Sermons

Summary: An exposition of the story of the woman at the well in John 4, focusing on God’s grace and our response.

Have you ever been in a situation where you were caught red-handed? Unfortunately, I have far too many of those stories in my background. The one that really sticks in my mind was the time that I was collecting soda bottles at a construction site right across the road from my house. We lived in a very wooded area, right across the street from a 600 acre county park. The park commission was building a huge greenhouse, or arboretum, and each evening I would walk my dog over there and pick up all the soda bottles the workers had left so that I could return them for a 2-cent deposit. I was getting rich. And one day I happened upon about 10 pallets of 3x3 sheets of glass that they were installing to make the greenhouse. Too much for a pre-teen to ignore. Heck, they should have known better than to leave those pieces of glass out, don’t you think? What I did next was hardly my fault!

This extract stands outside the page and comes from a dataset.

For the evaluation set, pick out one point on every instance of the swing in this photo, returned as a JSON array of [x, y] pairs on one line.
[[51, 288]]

As you can imagine, I had a wonderful time sailing those sheets of glass into trees, launching them for distance like Frisbees, and making little Tee Pees to bomb from a distance with rocks. That was, until I just sensed someone looking over my shoulder. I turned around to see a policeman sitting in his car, just 10 yards away. He said nothing about what I had done, and I can’t imagine that he hadn’t seen me. But all he did was take my name and phone number and ask where I lived. To this day I don’t know if he contacted my parents. My dad was an FBI agent, so if he did, maybe my dad talked my way out of it for me. But it was the last I heard about it. And let me tell you, I spent many a night lying awake, just wondering when the police would show up to haul me away to San Quentin.

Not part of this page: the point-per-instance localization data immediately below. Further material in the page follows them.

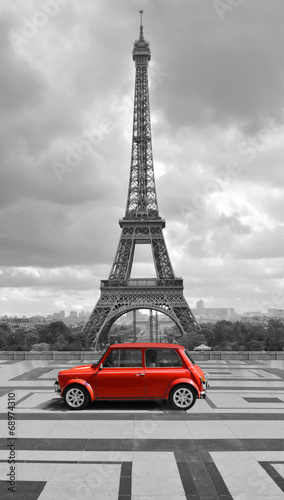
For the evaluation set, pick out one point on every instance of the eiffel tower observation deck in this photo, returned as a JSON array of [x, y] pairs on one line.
[[141, 224]]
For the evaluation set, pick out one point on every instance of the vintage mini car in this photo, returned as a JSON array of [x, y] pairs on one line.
[[135, 372]]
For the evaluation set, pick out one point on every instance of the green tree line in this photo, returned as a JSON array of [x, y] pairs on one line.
[[221, 336], [55, 336]]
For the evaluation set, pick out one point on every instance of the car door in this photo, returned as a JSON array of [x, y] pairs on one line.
[[122, 375], [162, 367]]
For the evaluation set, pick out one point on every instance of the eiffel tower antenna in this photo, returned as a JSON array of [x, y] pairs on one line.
[[141, 224], [141, 23]]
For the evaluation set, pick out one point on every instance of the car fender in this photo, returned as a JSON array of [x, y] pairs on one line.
[[82, 382], [183, 381]]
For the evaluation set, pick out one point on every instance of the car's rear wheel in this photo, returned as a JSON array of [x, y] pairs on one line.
[[182, 397], [76, 397]]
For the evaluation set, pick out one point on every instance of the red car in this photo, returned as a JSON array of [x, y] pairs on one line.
[[135, 372]]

This is one of the most powerful stories in the gospels. On the surface of it, we find a woman who encounters Jesus and must have been incredibly embarrassed when she found out that Jesus knew every detail of her life. But she has her life changed. And there is plenty we can learn from this story about Jesus and his love, about how people come to faith, about how we can reach others for Christ, and about the nature of the gospel itself. In fact, as I studied through this passage I decided that rather than keep you here for an hour, I’d just make it a two part series. I think this passage is too rich to do it justice in only one sermon!

So… let’s get just a little background on this story.

Jesus was on his way to Galilee, and the shortest route from Jerusalem to Gal was through Samaria. Many Jews would not travel that road at all but instead they would take a longer road that bypassed Samaria. After the fall of the Northern Kingdom in 722BC, the Assyrians deported many of the Jews and resettled the area with captives of other countries. These foreigners brought with them all of their own gods and religions. When the Jews returned in 539BC, they found a complete rift between themselves and the Samaritans.

The Samaritans who did follow Yahweh refused to worship in Jerusalem, and built their own temple on Mt. Gerizim in 400 BC. The Jews then burned the Samaritan temple in 128 BC. leading to the hostility the two groups held for each other to the time of the New Testament.

By the time of Jesus, it was an area with a kind of hybrid religion, syncretistic, worshipping both Yahweh and Baal, along with other traditions and idols. And there was incredible hatred between the two groups. Jews were offended to even travel there, much less associate with Samaritans.

Remember the story of the Good Samaritan? What makes that story so poignant is the fact that it was a Samaritan who helped the man who had been beaten. Sort of like having an Iraqi insurgent help a military service man on the road. It would have been incredible to believe that this would happen, because of the hatred between Jews and Samaritans.

So John tells us that Jesus “had to pass through Samaria”. We know that he really didn’t have to in the sense that it was possible to get there another way. Most Jews did go another way. So one wonders what John means by this. I suspect, though the text does not say it specifically, that Jesus had to pass through Samaria because had an appointment to keep. He knew that there would be a woman at a well there who needed living water.